A larger down payment will help lower your monthly payments, and you may even qualify for a lower interest rate. Current average RV loan interest rates for borrowers with excellent credit start around 4.49 percent and go as high as 11.89 percent but the rate you get depends on your credit and other factors.
“If you have enough in savings but don’t want to spend it all at once, you might consider putting a portion of the expense on a credit card,” says Todd Nelson, senior vice president of strategic partnerships at LightStream. “However, be cautious of high interest rates and hidden fees if you are unable to pay off the balance in a timely manner.”
Be prepared to put at least 10 percent to 20 percent down on your RV purchase.
4. Check your credit score
You’ll need a high credit score to qualify for an RV loan with low-interest rates. A credit score in the mid-700s or higher will likely secure the best rates.
“Before you plan to purchase, check your credit score and take any actions you can to improve it,” Sharapata says. He adds that you can always add a co-signer if their score will help you qualify for a lower rate.
It’s wise to check your credit reports with Experian, TransUnion and Equifax, as you typically won’t know in advance which report a lender will use when evaluating your loan application.
You can claim a free copy of all three credit reports once every 12 months from AnnualCreditReport.com. You may claim one free report per week from each credit agency through Dec. 2023.
Your credit score is a key factor in determining how much you pay for an RV, so know your score in advance and do what you can to improve it.
5. Decide which type of loan you want
Consider whether you want a secured vehicle loan or an unsecured personal loan. Both have their benefits.
- Unsecured personal loans can offer fast funding, and you won’t risk having your RV repossessed if you fall behind on payments.
- Secured vehicle loans tend to have lower rates and may be easier to acquire if you have below-average credit.
You can use the Bankrate personal loan calculator to help you figure out what you can afford for a personal loan.
You don’t have to lock yourself into a traditional RV loan to finance your vehicle.
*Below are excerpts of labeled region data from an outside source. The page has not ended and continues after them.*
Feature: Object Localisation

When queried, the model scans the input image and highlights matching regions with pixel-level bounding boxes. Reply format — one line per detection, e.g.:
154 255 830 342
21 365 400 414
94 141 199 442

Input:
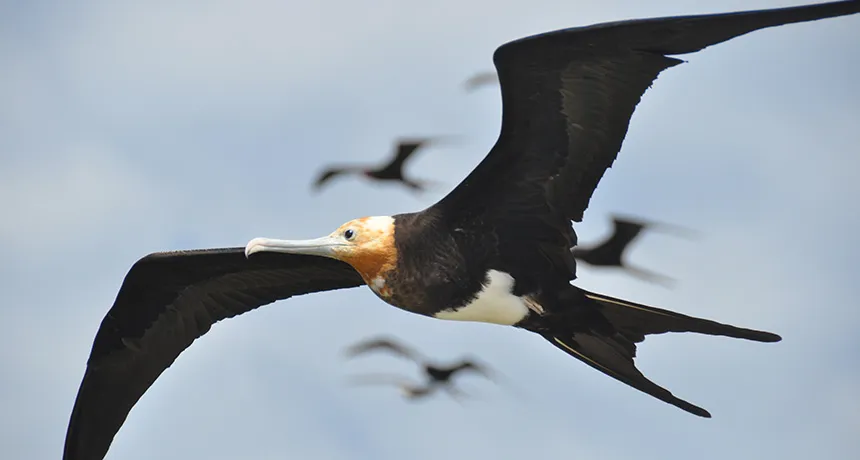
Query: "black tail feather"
532 288 781 417
585 292 782 342
544 334 711 418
It helps to research which type of loan is best for you.
6. Compare lenders
Before you choose a loan, it’s wise to compare offers from multiple lenders. You can apply with banks, credit unions and online financing companies, or even the company you bought the RV from.
“Consumers should know that some lenders restrict the maximum term of their RV loans,” says James Barron, former senior vice president of sales and business development at Bank of the West. “And, some lenders will have a minimum loan amount that they will finance. Lenders may also restrict the type of RV loan, based on use. For example, a lender may view a horse trailer with living quarters differently than an RV used as a full-time residence.”
Doing your research and shopping around for the best loan terms can save you thousands over the life of an RV loan.
Just as you would negotiate when buying a car, be prepared to haggle with your RV dealer. RV dealerships will expect it, and you could save yourself a nice chunk of money. Research prices on sites like RV.com, RVT.com and RVTrader.com to get a handle on the current market.
If you’re considering dealership financing, don’t be afraid to ask if a better deal is available on the loan side of the transaction as well.
Don’t be shy about asking for the price you want, and do your research ahead of time so you know what other dealers are charging.
While it is important to find an RV that’s right for you, it is equally important to find the RV loan that best fits your needs if you must borrow money.To do this, compare terms, rates and eligibility requirements from as many lenders as possible.